Keluarga Besar Mahasiswa Peradilan Agama UIN Syarif Hidayatullah Jakarta Mengucapkan "SELAMAT & SUKSES ATAS TERSELENGGARANYA MOPA (MASA ORIENTASI KBPA) GINTUNG 21-22 MARET 2015"

Ayat Pembentukan Keluarga

BAB I
PENDAHULUAN

Terbentuknya suatu keluarga itu yakni dari sebuah pasangan laki-laki dan wanita yang melakukan sebuah ikatan perjanjian. Allah mencipatakan manusia berpasang-pasangan untuk menjalin silaturrahim dan saling mengenal diantara keduanya. Dari keluarga inilah muncul masyarakat yang baik yang dapat melaksanakan syariat Allah dan sendi-sendi agama Islam yang lurus. Sebagaimana Allah telah memerintahkan secara umum untuk bertakwa, menyambung silaturrahim, dan interaksi antara suami dan isteri serta menyandingkan antara taqwa kepadanya dengan perintah untuk berbuat baik kepada keluarga dan melarang memutuskan tali silaturrahim.
Di dalam ikatan perjanjian merupakan suatu ungkapan yang mulia. Sehingga, ungkapan itu mengeluarkan ungkapan perkawinan dari ikatan hak milik; Perkawinan diungkapkan sebagai mitsaqon ghalidhon (perjanjian yang kuat). Dalam ungkapan ini menuntut untuk adanya pemeliharaan, kasih sayang dan kecintaan. Dengan demikian perkawinan adalah sebuah ikatan perjanjian yang mulia dan ikatan yang kuat, mengikat qalbu dan menyatukan kemaslahatan demi terbentuknya keluarga yang harmonis, sakinah mawaddah warahmah. Kebahagiaan hidup dalam berumah tangga untuk terbentuknya keluarga yang sakinah mawaddah warahmah harus dilandaskan atas tiga unsur: ketentraman, kecintaan dan kasih sayang. Firman Allah dalam al-Qur'an:
وَمن ايته ان خلقكم من انفسكم ازوج لتسكنوا اليها وجعل بينكم مودة ورحمة, انّ فى ذلك لايتٍ لقوم يتفكّرون.
"Dan di antara tanda-tanda kekuasaan-Nya ialah Dia menciptakan untuk kalian istri-istri dari jenis kalian sendiri, supaya kalian cenderung dan merasa tentram bersamanya, dan dijadikannya diantara kalian rasa kasih sayang.
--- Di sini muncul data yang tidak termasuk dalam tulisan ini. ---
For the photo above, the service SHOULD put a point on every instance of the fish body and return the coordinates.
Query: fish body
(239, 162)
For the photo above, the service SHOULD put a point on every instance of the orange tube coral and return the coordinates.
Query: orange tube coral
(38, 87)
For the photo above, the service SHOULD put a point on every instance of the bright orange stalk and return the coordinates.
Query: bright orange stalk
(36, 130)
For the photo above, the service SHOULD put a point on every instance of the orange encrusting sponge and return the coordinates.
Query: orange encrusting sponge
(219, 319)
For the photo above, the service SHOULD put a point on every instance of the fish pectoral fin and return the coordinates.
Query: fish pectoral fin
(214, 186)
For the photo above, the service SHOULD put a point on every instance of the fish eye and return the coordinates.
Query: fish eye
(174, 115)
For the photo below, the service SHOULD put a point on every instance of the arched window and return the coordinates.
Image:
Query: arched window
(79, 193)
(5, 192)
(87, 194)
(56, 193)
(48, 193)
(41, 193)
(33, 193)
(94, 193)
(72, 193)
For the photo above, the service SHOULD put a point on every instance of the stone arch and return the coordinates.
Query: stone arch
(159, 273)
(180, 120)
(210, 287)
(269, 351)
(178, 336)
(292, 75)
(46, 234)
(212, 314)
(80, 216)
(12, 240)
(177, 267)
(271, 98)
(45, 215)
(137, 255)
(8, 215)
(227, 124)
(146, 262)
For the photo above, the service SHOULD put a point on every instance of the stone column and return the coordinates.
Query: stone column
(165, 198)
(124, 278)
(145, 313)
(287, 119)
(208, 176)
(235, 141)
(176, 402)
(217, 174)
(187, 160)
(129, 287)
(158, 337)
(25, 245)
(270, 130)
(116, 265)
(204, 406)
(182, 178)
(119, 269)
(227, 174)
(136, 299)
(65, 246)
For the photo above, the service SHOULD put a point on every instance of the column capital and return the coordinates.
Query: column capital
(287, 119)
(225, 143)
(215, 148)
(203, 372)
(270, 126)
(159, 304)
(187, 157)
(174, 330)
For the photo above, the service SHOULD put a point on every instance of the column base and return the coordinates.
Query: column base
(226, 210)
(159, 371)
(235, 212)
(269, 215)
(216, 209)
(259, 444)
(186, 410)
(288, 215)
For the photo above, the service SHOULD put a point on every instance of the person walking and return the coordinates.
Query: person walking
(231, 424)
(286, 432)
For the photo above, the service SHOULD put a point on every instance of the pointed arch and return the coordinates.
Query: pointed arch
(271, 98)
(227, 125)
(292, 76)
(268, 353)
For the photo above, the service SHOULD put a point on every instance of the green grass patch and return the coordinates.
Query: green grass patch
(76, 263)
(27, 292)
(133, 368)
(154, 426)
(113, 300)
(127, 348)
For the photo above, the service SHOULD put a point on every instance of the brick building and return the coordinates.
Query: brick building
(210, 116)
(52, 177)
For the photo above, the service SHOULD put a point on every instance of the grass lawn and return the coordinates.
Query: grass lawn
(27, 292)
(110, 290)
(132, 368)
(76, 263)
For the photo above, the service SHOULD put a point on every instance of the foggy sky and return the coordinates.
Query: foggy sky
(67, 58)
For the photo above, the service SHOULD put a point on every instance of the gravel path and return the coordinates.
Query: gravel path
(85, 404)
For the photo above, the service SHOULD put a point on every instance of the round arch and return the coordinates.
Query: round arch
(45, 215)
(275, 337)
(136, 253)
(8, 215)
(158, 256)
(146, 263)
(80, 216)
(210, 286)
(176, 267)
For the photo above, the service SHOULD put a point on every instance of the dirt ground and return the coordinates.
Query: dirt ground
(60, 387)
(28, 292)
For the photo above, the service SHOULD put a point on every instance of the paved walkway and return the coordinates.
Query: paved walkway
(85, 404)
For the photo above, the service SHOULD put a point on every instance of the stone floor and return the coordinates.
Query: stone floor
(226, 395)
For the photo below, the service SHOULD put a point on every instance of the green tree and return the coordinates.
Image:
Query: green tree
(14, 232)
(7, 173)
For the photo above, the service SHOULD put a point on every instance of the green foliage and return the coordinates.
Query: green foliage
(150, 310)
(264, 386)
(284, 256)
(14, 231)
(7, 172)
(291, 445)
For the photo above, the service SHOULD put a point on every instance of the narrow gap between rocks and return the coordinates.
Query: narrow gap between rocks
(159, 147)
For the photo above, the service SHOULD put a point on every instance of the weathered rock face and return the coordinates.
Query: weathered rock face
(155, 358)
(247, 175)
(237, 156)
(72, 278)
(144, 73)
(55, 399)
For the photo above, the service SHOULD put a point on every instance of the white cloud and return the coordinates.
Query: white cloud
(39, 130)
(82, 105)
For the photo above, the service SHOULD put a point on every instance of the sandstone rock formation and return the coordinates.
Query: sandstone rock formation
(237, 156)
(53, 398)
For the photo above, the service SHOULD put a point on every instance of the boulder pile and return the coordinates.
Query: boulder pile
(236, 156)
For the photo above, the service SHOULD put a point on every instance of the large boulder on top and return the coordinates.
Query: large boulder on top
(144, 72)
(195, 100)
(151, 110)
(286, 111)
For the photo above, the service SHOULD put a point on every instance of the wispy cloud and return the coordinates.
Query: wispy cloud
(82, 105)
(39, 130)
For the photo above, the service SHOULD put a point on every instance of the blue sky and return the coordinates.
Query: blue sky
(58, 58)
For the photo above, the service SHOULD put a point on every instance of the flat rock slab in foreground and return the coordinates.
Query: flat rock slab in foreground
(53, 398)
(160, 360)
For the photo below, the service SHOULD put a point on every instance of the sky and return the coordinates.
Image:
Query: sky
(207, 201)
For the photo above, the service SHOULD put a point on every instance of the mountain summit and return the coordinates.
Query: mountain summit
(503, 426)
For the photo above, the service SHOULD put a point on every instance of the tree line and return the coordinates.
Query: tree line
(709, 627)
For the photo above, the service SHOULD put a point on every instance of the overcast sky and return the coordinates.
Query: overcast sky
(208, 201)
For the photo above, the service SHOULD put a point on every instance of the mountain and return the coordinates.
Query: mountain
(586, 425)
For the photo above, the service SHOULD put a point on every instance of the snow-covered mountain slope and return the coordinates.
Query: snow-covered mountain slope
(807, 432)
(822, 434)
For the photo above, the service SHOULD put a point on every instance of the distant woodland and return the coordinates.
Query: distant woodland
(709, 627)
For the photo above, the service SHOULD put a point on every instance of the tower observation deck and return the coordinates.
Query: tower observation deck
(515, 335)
Sesungguhnya pada yang demikian itu benar-benar terdapat tanda-tanda bagi kaum yang berfikir. (QS. ar-Rum: 21)
Banyak orang yang menjadikan perkawinan sebagai sarana untuk memperkaya diri dari dan dengan harta istri ataupun harta suami. Mereka hanya berfikiran matrealistis yakni melakukan perkawinan didasari dengan ingin menguasai harta dari istri atau suami. Hal tersebut hanya menyebabkan bahtera rumah tangga yang terjalin itu runtuh. Bagi kehidupan berkeluarga untuk berjalan lebih baik dan menjadi produktif, anggota keluarga harus memiliki disiplin dan berkelakuan baik sifat mementingkan diri hendaklah dibuang jauh-jauh, sementara kerjasama dan saling berbuat baik harus digalakan diantara mereka semua dan jangan saling menganiyaya diantara keduanya.

BAB II
PEMBAHASAN
SURAT an-NISA AYAT 1
بسم الله الرّحمن الرحيمِ

يَا أَيُّهَا النَّاسُ اتَّقُوا رَبَّكُمُ الَّذِي خَلَقَكُمْ مِنْ نَفْسٍ وَاحِدَةٍ وَخَلَقَ مِنْهَا زَوْجَهَا وَبَثَّ مِنْهُمَا رِجَالًا كَثِيرًا وَنِسَاءً وَاتَّقُوا اللَّهَ الَّذِي تَسَاءَلُونَ بِهِ وَالْأَرْحَامَ إِنَّ اللَّهَ كَانَ عَلَيْكُمْ رَقِيبًا.( النساء : 1
Hai sekalian manusia, bertaqwalah kepada Tuhan kamu yang telah menciptakan kamu dari dir yang satu, dan menciptakan darinya pasangannya Allah memperkembangbiakan dari keduanya laki-laki yang banyak dan perempuan. Dan bertaqwalah kepada Allah yang dengan nama-Nya kamu saling meminta dan (pelihara pula) hubungan silaturrahim. Sesungguhnya Allah Maha mengawasi kamu (QS. an-Nisa: 1)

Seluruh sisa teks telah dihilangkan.